No es incompatible con lo anterior la esclavitud del saber cuando se combina con la obligación autoimpuesta de silencio.

“Lleva infinito trabajo silenciar lo cierto o contar embustes, mantenerlos es tarea titánica y más aún recordar cuáles son. El temor a meter la pata y a contradecirme sin darme cuenta, a ser pillado en un reinicio, a desdecirme sin querer, me fuerza a no bajar nunca la guardia y me resulta agotador. A estas alturas la verdad es inexistente y ha sido sustituida, sólo cuenta la que hemos vivido a partir de su suplantación. Puede que aquel engaño lejano se haya convertido en la verdead. Nada va a cambiar mucho porque ahora sepas la que un día fue”.  

Plantea también la cuestión del arrepentimiento, o por mejor decir, la necesidad de que el razonamiento doblegue a los impulsos, en lo que ves un reflejo de la frialdad que la persona de Marías te sugiere, frialdad que ayuda a la reflexión antes de actuar para evitar tardíos e inútiles arrepentimientos.

“Hay tanta gente que llega a un sitio de paso y después no hay manera de echarla y permanece allí media vida. Nunca hay que dejar entrar a nadie, ni un solo día, a menos que esté uno dispuesto a que se quede para siempre”.    

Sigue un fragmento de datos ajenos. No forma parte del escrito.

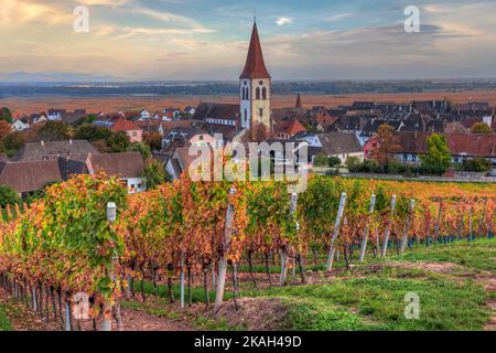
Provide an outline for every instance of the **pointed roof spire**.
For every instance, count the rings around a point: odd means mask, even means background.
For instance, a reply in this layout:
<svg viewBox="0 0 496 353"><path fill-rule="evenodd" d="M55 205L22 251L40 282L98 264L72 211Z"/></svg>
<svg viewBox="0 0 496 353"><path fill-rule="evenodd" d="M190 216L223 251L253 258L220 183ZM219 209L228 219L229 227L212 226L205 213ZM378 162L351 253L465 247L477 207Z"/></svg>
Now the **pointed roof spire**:
<svg viewBox="0 0 496 353"><path fill-rule="evenodd" d="M271 78L263 62L260 38L258 36L257 21L254 23L250 46L246 58L245 69L240 78Z"/></svg>
<svg viewBox="0 0 496 353"><path fill-rule="evenodd" d="M300 109L300 108L302 108L302 107L303 107L303 105L301 104L301 95L298 94L298 98L296 98L296 108Z"/></svg>

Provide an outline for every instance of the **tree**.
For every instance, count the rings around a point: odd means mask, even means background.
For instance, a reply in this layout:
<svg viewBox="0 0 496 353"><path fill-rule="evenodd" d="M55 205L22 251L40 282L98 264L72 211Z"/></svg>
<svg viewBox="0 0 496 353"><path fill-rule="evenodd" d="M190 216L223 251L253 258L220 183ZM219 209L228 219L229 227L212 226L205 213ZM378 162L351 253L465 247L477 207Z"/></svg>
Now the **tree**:
<svg viewBox="0 0 496 353"><path fill-rule="evenodd" d="M111 153L125 152L128 150L131 141L129 137L123 131L111 131L109 139L107 140L107 146Z"/></svg>
<svg viewBox="0 0 496 353"><path fill-rule="evenodd" d="M346 168L348 168L348 169L353 169L358 164L360 164L360 160L358 159L358 157L351 156L346 160Z"/></svg>
<svg viewBox="0 0 496 353"><path fill-rule="evenodd" d="M95 148L101 152L126 152L131 145L129 137L122 131L111 131L105 127L95 125L82 125L74 132L77 140L87 140L93 142Z"/></svg>
<svg viewBox="0 0 496 353"><path fill-rule="evenodd" d="M427 171L443 174L451 165L451 152L444 136L433 133L428 140L428 152L421 156L422 167Z"/></svg>
<svg viewBox="0 0 496 353"><path fill-rule="evenodd" d="M25 145L24 135L19 131L9 133L3 138L3 146L9 156L15 154L18 150L23 148Z"/></svg>
<svg viewBox="0 0 496 353"><path fill-rule="evenodd" d="M157 159L145 161L143 178L147 179L148 189L155 189L171 179L165 171L165 165Z"/></svg>
<svg viewBox="0 0 496 353"><path fill-rule="evenodd" d="M395 129L384 124L377 130L376 136L374 136L378 147L371 151L373 158L381 165L387 165L390 160L390 156L398 150L399 141L395 133Z"/></svg>
<svg viewBox="0 0 496 353"><path fill-rule="evenodd" d="M148 146L144 142L132 143L129 147L129 151L130 152L140 152L144 160L148 160L151 158L150 146Z"/></svg>
<svg viewBox="0 0 496 353"><path fill-rule="evenodd" d="M10 186L0 185L0 206L14 205L21 203L21 197ZM1 216L1 215L0 215Z"/></svg>
<svg viewBox="0 0 496 353"><path fill-rule="evenodd" d="M328 165L327 156L325 156L323 153L315 156L315 160L313 161L313 164L315 164L315 167L327 167Z"/></svg>
<svg viewBox="0 0 496 353"><path fill-rule="evenodd" d="M0 120L0 140L12 132L12 127L6 120Z"/></svg>
<svg viewBox="0 0 496 353"><path fill-rule="evenodd" d="M463 170L466 172L488 172L493 161L485 158L474 158L463 161Z"/></svg>
<svg viewBox="0 0 496 353"><path fill-rule="evenodd" d="M71 138L71 126L62 121L47 121L37 131L37 138L42 141L62 141Z"/></svg>
<svg viewBox="0 0 496 353"><path fill-rule="evenodd" d="M493 133L493 130L487 124L484 122L477 122L475 124L472 129L472 133Z"/></svg>
<svg viewBox="0 0 496 353"><path fill-rule="evenodd" d="M9 124L13 122L12 113L10 111L9 108L3 107L3 108L0 109L0 120L4 120L4 121L7 121Z"/></svg>
<svg viewBox="0 0 496 353"><path fill-rule="evenodd" d="M147 133L144 142L150 146L152 151L160 151L162 149L162 136L159 132Z"/></svg>
<svg viewBox="0 0 496 353"><path fill-rule="evenodd" d="M341 165L341 159L338 157L330 157L328 158L328 167L334 168L334 167L339 167Z"/></svg>
<svg viewBox="0 0 496 353"><path fill-rule="evenodd" d="M250 129L250 142L261 143L268 138L268 131L265 124L254 122Z"/></svg>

A la vista de las líneas que acabas de escribir podría pensarse que no leíste una novela sino un tratado filosófico, sin embargo la novela cuenta una historia cinematográfica, no en vano uno de los protagonistas es un antiguo director de cine y la técnica narrativa y la intriga del séptimo arte penetran toda la trama.

1 comentario:

Anónimo dijo...

Entre la filosofía y la literatura. Lo lúdico y lo didáctico, lo ejemplificante, lo filosófico. Literatura como historia de esa realidad ficticia que sólo existe en la mente del escritor, con la complicidad de los lectores en la creación de un mundo donde todo se puede controlar. Literatura y ensayo. Novela histórica. Siempre más interesante que la realidad no novelada. Y eso que ahora la realidad está tan candente que dentro de unos años, cuando la leamos en una novela, nos parecerá mucho más emocionante, según nos la cuente Javier Marías, o Arturo Pérez. La historia la están escribiendo día a día los periodistas y es muy distinta según el medio que les paga. La realidad, si no es novelada, no es atractiva. Es bueno que se pueda contrastar el gobierno municipal de Madrid entre Ana Botella y Manuela Carmena y ambas tienen comentarios a favor y comentarios en contra. En Barcelona también se está llevando a cabo esta experiencia. Y en Cádiz. Los novelistas históricos o ensayistas, tienen donde inspirarse.